The NHS can claim money back under a new deal signed with drug major GlaxoSmithKline. GSK will reimburse the money if rival producer’s drug outperforms its own drugs.
The deal comes close on the tuition fee hike, measures by which the government is trying to cut down public expenses and wasteful expenditures in the two biggest public welfare sectors – education and health.
A radically new concept was drafted by ministers this month. Under the new scheme, effective 2014 – drug makers and the government may agree to a price, contingent upon the clinical evidence of the drug’s efficacy.
For example, if rival drug maker Pfizer’s Sutent proves more effective in treating Kidney cancer than GSK’s Votrient; GSK has to offer partial rebate to NHS.
Votrient will find the backing of National Institute for Health and Clinical Excellence (NICE) only if it agrees to the new pricing mechanism. Although NICE is supporting Votrient on pricing front, it has shot down similar proposals in the past.
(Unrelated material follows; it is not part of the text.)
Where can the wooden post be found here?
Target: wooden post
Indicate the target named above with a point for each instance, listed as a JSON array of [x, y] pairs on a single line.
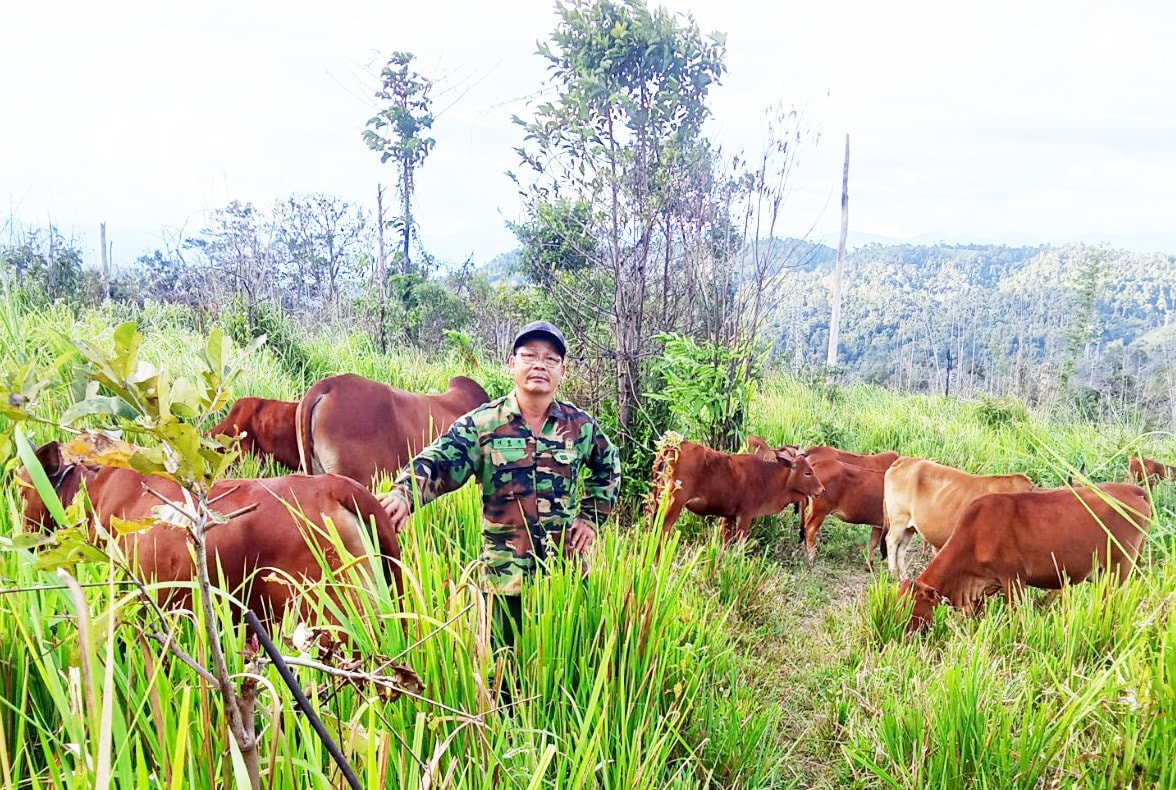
[[835, 319], [381, 272]]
NICE’s Chairman Sir Michael Rawlins said recently that he will prefer medicine companies offering discount initially rather than come out with complex pricing strategies such as rebates.
GSK has agreed to reduce the price of Votrient by 12.5 percent from the current £14,000 annual price tag, bringing it at par with Pfizer’s Sutent. However, the comparative efficacy of the drugs will not be known before 2012 and hence, it’s not possible to find out the discounts.
““If we fail to confirm that they are comparable in efficacy – which we do not expect – then we provide a rebate back to the NHS as a result”, Head of GSK in Britain, Simon Jose said to Reuters.